The first railway to reach the Metropolis was the London and Birmingham Railway.  It opened its terminus, ...
 
... later called Euston, on 20th July 1837. There were two explanations of the solution to the problem of the "Bank", a relatively steep rise from the terminus to Camden. Either the hill was too steep for the low powered locomotives of the day OR locos were banned by the lordly landowners near the station. Neither explanation really fits words written in 1839:-

Peter Lecount, one of the railway's engineers, wrote in his "History of the Railway connecting London and Birmingham".

It is not because locomotives cannot draw a train of carriages up this incline that a fixed engine and endless rope are used, for they can and have done so, but because the Company are restricted, by their Act of Parliament, from running locomotive engines nearer London than Camden Town.
 
The stationary engines and rope haulage did not commence, however, until 27 September, and handled all trains from 14 October 1837. Until then, and whenever the rope system was stopped for repairs, Possibly banned locomotives hauled the trains up the incline. From November 1843 some expresses were worked without recourse to the rope, and from 15 July 1844 the rope working ceased permanently.  So they were forbidden (possibly) but the company ignored this when it suited them.
This view looks northwards with the Camden depot on the right. fbb suspects that it was a good depot, not a loco depot as shown. Certainly the later loco depot was to the left of the main line, freight to the right. The somewhat sanitised engraving is a little economical with the truth, but you get the idea.
Operation for arriving trains was straightforward. The engine was detached at the top of the bank and the train ran under gravity power controlled by a "brakesman" down the hill into the platform. On the engraving (click to enlarge) you can just see a loco at the top of the hill and a line of open carriages descending the bank.

For departing trains it was more tricky.
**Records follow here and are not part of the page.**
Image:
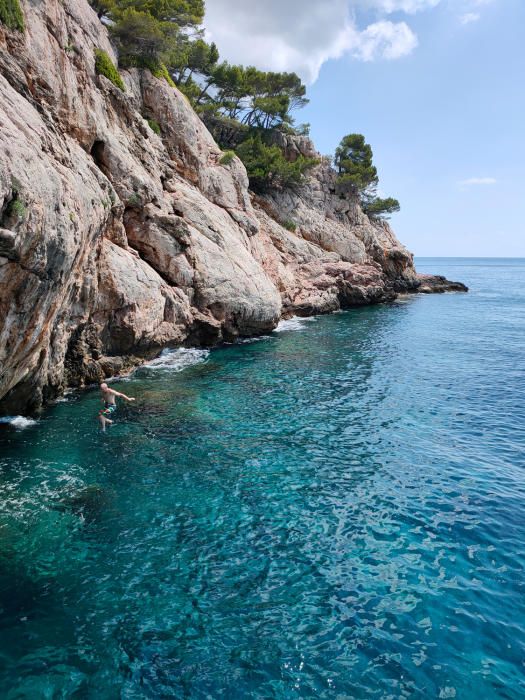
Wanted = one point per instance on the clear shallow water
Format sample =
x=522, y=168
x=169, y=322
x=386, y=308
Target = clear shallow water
x=334, y=511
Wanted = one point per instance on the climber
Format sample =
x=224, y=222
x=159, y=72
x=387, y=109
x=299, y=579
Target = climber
x=109, y=397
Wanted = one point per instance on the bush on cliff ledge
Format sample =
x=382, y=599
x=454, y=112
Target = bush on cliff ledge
x=11, y=14
x=358, y=174
x=267, y=166
x=105, y=66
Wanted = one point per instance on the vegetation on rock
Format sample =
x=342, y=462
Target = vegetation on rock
x=357, y=173
x=105, y=66
x=268, y=167
x=227, y=157
x=241, y=105
x=11, y=15
x=154, y=126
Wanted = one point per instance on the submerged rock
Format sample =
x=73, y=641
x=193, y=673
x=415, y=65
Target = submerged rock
x=123, y=242
x=436, y=284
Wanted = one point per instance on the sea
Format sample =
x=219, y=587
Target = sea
x=335, y=510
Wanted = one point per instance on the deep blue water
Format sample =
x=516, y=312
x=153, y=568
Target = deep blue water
x=335, y=511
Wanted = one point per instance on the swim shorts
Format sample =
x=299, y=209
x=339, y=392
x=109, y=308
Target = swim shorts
x=108, y=409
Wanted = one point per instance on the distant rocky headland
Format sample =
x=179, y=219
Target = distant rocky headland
x=125, y=229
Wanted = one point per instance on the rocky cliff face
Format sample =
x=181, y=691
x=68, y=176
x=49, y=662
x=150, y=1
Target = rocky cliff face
x=115, y=242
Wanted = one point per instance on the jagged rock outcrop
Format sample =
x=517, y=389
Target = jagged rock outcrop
x=115, y=242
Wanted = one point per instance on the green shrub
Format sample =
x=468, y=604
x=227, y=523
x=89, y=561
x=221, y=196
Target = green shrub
x=154, y=126
x=268, y=167
x=105, y=66
x=162, y=72
x=16, y=208
x=227, y=157
x=11, y=14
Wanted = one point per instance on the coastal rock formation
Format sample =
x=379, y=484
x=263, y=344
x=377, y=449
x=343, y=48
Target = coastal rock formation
x=116, y=241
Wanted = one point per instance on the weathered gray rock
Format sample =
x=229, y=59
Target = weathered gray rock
x=115, y=242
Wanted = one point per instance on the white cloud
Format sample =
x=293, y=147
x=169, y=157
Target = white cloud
x=385, y=39
x=301, y=35
x=473, y=181
x=469, y=17
x=409, y=6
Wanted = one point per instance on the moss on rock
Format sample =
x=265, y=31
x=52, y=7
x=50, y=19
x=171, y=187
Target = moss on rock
x=11, y=14
x=105, y=66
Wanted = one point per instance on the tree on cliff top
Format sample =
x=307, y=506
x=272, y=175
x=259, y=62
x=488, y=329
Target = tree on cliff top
x=357, y=172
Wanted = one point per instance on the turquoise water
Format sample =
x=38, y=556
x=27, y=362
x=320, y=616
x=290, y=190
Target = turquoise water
x=335, y=511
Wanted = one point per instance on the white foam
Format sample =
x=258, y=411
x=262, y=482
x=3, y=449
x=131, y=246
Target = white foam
x=18, y=422
x=179, y=359
x=296, y=323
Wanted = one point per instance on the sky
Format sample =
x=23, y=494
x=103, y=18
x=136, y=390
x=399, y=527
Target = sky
x=436, y=86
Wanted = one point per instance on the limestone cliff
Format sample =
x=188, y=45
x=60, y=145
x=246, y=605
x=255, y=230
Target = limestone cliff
x=115, y=241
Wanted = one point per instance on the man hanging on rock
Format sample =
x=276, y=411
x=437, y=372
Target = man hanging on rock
x=109, y=397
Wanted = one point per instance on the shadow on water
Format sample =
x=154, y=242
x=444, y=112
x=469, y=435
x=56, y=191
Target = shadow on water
x=309, y=515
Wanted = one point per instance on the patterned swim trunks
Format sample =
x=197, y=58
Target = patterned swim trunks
x=108, y=409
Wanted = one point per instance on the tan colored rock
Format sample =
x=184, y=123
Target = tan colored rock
x=115, y=242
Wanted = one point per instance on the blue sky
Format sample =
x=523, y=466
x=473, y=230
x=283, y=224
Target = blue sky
x=436, y=86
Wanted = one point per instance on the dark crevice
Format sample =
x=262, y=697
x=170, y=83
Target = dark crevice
x=98, y=153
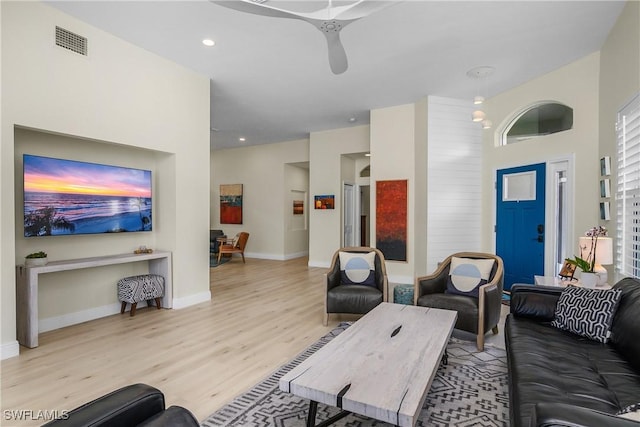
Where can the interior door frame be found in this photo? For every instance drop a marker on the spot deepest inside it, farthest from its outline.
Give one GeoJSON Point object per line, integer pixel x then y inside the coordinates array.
{"type": "Point", "coordinates": [565, 163]}
{"type": "Point", "coordinates": [355, 206]}
{"type": "Point", "coordinates": [549, 213]}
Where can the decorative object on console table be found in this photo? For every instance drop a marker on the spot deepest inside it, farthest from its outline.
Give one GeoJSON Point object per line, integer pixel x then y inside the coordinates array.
{"type": "Point", "coordinates": [231, 204]}
{"type": "Point", "coordinates": [403, 294]}
{"type": "Point", "coordinates": [568, 271]}
{"type": "Point", "coordinates": [391, 219]}
{"type": "Point", "coordinates": [599, 250]}
{"type": "Point", "coordinates": [36, 259]}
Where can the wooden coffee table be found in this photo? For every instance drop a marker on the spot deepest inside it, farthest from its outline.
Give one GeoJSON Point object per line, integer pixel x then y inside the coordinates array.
{"type": "Point", "coordinates": [380, 367]}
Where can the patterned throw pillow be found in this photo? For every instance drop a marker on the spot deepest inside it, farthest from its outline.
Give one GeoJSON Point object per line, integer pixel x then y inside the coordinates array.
{"type": "Point", "coordinates": [631, 412]}
{"type": "Point", "coordinates": [466, 275]}
{"type": "Point", "coordinates": [587, 312]}
{"type": "Point", "coordinates": [358, 268]}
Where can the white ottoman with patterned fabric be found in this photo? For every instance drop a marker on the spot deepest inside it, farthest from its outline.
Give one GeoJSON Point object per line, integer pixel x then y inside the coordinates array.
{"type": "Point", "coordinates": [145, 287]}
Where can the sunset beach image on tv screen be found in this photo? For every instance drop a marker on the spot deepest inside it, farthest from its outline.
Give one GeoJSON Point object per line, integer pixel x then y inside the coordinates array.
{"type": "Point", "coordinates": [72, 197]}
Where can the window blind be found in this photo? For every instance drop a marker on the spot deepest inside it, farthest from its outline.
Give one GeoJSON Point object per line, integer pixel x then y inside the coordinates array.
{"type": "Point", "coordinates": [628, 189]}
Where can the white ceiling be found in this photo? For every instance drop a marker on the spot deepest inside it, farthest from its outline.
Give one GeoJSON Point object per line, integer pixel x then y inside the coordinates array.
{"type": "Point", "coordinates": [271, 80]}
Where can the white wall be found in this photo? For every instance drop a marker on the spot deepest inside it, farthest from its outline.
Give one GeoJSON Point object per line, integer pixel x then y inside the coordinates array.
{"type": "Point", "coordinates": [296, 227]}
{"type": "Point", "coordinates": [261, 171]}
{"type": "Point", "coordinates": [454, 189]}
{"type": "Point", "coordinates": [575, 85]}
{"type": "Point", "coordinates": [118, 94]}
{"type": "Point", "coordinates": [619, 82]}
{"type": "Point", "coordinates": [393, 157]}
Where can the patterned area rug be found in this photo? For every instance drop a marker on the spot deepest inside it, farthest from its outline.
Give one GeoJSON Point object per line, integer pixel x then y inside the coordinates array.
{"type": "Point", "coordinates": [470, 391]}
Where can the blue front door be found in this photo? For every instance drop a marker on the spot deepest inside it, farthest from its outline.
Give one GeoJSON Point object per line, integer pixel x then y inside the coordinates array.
{"type": "Point", "coordinates": [520, 227]}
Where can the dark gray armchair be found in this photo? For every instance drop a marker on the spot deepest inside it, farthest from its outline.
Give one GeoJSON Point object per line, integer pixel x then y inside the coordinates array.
{"type": "Point", "coordinates": [354, 298]}
{"type": "Point", "coordinates": [475, 315]}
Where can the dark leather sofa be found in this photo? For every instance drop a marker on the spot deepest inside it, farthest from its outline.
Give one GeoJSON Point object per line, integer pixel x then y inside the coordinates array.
{"type": "Point", "coordinates": [133, 405]}
{"type": "Point", "coordinates": [557, 378]}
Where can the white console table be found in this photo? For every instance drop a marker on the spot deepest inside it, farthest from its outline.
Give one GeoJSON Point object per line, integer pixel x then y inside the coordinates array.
{"type": "Point", "coordinates": [27, 285]}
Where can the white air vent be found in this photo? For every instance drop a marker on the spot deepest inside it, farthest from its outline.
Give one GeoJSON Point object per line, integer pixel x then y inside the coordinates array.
{"type": "Point", "coordinates": [71, 41]}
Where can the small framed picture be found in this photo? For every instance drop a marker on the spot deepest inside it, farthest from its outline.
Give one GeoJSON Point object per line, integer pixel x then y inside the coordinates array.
{"type": "Point", "coordinates": [605, 188]}
{"type": "Point", "coordinates": [326, 201]}
{"type": "Point", "coordinates": [568, 270]}
{"type": "Point", "coordinates": [605, 166]}
{"type": "Point", "coordinates": [604, 211]}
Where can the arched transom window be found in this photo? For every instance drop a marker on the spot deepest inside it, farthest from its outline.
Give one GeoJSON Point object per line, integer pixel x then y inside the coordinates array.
{"type": "Point", "coordinates": [541, 119]}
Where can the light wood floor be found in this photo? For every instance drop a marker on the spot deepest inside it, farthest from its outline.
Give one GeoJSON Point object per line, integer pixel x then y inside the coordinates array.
{"type": "Point", "coordinates": [261, 315]}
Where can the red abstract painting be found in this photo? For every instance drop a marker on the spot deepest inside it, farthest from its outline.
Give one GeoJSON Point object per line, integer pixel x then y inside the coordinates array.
{"type": "Point", "coordinates": [391, 219]}
{"type": "Point", "coordinates": [231, 204]}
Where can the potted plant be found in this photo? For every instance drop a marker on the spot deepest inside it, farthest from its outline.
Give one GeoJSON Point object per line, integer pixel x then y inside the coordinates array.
{"type": "Point", "coordinates": [35, 259]}
{"type": "Point", "coordinates": [587, 263]}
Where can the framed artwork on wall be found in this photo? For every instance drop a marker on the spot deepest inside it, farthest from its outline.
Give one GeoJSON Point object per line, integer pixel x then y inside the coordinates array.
{"type": "Point", "coordinates": [605, 166]}
{"type": "Point", "coordinates": [231, 204]}
{"type": "Point", "coordinates": [391, 219]}
{"type": "Point", "coordinates": [325, 201]}
{"type": "Point", "coordinates": [604, 211]}
{"type": "Point", "coordinates": [605, 188]}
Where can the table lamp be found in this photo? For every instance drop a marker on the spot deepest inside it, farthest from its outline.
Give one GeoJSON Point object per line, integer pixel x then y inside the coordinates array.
{"type": "Point", "coordinates": [604, 256]}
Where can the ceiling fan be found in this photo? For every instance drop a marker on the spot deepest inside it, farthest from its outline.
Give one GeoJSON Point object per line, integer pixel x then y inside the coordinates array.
{"type": "Point", "coordinates": [328, 21]}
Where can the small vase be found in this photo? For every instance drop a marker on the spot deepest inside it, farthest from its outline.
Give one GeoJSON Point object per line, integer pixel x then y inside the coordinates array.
{"type": "Point", "coordinates": [588, 280]}
{"type": "Point", "coordinates": [35, 262]}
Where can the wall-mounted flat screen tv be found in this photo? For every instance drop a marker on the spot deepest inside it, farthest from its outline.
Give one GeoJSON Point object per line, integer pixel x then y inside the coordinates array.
{"type": "Point", "coordinates": [64, 197]}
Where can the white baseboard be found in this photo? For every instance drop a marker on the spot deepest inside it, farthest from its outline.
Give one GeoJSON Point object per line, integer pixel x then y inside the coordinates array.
{"type": "Point", "coordinates": [57, 322]}
{"type": "Point", "coordinates": [190, 300]}
{"type": "Point", "coordinates": [262, 255]}
{"type": "Point", "coordinates": [10, 349]}
{"type": "Point", "coordinates": [296, 255]}
{"type": "Point", "coordinates": [322, 264]}
{"type": "Point", "coordinates": [275, 257]}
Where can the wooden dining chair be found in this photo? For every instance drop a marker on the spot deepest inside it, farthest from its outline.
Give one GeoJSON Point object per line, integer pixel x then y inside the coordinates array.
{"type": "Point", "coordinates": [239, 243]}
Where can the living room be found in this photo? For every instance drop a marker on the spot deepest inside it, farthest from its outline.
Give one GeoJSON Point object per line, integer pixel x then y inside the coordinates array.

Coaches had to be manhandled round the curves at the station throat, then attached to the continuous rope using a "messenger", a length of chain or cable. The platform staff then used a telegraph system to alert the winding house and the train was hauled up the hill. At the top a locomotive was attached and the passengers could wend their merry way northwards.

Apart from the distinctive slender chimneys, a tourist attraction of the day, the works at the winding house were all buried in vaults below the main lines. These catacombs still remain although not open to the public. They are "listed" and in good condition but subject to flooding from the canal.
A more detailed account of the winding house is available on-line here. Well worth a read.

A final fascinating factoid. Just off Gloucester Avenue, tucked behind a block of flats and on the edge of the main line tracks, is this:-
It is a "hydraulic accumulator" tower. A what? The goods lifts in the big warehouses, built as the railway expanded (but now demolished), were hydraulically powered (that's real hydraulics, i.e. water pressure). The tower, effectively a header tank of water, was to ensure a constant and adequate pressure in the system. A little bit of history which still stands, preserved but ill-documented, as a monument to our Victorian industrial ingenuity.

So as you speed out of Euston, electrically powered with not a sign of stress as the hill is climbed, give a thought to the technology used for just seven short years as the pioneer line opened. Or you might ride behind a preserved steam loco and experience the roar of the exhaust as the monster at the front hauls its load up the challenging slope of Camden Bank.
Watch, and enjoy, the video clip here.

Tailpiece. On the engraving of the winding house chimneys etc. above, look closely and you will see Chalk Farm Tavern labelled (far left), then isolated in open country. The pub later moved about 100 yards along the road but the (second) building still exists, now a restaurant but, of course, no longer surrounded by peaceful open country.